Monday, January 25, 2010

30 Days of Touch -- Red Pen

I've been using a red pen a lot today -- my editing pen. I use it to make notes on other people's writing and to fix my own.

My writing has a lot more red marks than their's.

While I was using it, I remembered how, a few years ago, when I was writing Holy Silence: The Gift of Quaker Spirituality and I sent it to my former college professor and mentor T. Canby Jones. Though he called me and told me how much he liked it (which meant a lot), I remember getting the marked up manuscript back and feeling just like I did when I was a student of his at Wilmington College.

And I also thought of all the green ink that my fave editor Lil Copan has bled over the three books of mine that she's worked on. And that was after I had red-penned them numerous times!! I lived for the occasional "Good" or "Great" -- instead of the "I know you're a preacher, but quit!" comment. Even though she was right.

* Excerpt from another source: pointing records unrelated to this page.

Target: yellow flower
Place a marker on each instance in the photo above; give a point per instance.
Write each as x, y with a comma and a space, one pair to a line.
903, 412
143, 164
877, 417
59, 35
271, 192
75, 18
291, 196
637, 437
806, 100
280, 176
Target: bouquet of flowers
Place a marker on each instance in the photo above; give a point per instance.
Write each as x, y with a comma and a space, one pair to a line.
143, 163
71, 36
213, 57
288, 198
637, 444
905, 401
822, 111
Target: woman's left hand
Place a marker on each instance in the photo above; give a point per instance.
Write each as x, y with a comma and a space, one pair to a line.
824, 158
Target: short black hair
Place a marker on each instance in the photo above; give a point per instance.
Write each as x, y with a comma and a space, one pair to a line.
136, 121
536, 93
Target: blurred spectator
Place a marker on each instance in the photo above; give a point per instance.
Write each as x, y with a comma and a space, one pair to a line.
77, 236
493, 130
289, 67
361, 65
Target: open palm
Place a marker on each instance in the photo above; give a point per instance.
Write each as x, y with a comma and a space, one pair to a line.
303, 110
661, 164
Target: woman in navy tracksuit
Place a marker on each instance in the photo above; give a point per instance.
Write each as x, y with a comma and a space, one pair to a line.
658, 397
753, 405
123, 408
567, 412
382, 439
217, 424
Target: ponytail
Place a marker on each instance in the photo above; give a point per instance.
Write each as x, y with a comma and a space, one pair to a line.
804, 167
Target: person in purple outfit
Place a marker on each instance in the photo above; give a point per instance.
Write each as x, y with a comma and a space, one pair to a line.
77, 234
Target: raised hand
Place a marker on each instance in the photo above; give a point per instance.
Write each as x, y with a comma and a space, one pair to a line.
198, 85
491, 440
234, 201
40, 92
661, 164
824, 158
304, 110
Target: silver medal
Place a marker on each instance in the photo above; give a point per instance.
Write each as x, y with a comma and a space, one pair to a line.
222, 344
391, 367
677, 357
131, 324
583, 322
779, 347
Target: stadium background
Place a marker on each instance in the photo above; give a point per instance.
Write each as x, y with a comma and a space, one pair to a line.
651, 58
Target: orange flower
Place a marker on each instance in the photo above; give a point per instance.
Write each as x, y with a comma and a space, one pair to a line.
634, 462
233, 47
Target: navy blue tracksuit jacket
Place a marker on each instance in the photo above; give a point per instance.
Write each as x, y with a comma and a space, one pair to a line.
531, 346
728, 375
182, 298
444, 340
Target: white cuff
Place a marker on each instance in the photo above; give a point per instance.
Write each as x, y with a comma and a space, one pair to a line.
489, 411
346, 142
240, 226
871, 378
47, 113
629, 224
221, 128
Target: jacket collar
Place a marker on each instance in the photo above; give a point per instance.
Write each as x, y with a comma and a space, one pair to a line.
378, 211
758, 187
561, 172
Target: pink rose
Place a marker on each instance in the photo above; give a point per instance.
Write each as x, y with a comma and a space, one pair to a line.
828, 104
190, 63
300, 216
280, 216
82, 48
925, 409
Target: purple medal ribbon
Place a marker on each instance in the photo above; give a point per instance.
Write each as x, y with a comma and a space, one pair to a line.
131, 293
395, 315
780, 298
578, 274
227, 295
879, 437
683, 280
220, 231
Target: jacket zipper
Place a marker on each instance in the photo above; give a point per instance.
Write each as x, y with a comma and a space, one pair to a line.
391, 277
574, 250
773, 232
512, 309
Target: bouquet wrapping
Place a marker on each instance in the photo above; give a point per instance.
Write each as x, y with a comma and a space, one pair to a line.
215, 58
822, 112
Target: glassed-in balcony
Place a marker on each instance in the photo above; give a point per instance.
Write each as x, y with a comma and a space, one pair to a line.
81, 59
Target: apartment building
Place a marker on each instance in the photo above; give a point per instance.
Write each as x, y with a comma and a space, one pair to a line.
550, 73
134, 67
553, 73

Ah, the editor's touch. Red ink, green ink, blue ink, yellow highlighter, Microsoft Word "track changes" and more. Hard to take, sometimes. But all with intent of making my writing clearer, stronger, better. And, for the most part, it did. And, I have learned to be a bit more brutal with myself while editing -- to kill my favorite phrases and most impressive words. If I am that enamored of them -- the words -- then I have probably stopped writing to express and have started just showing off, literary-ily speaking.

So what's the point of this little meditation? Well, I hate writing that always gives "the moral to the story." And I fear I do that too much. So, with editing pen in hand, I have crossed that part out. The moral is ... for you to figure out what the moral of touching the red pen is.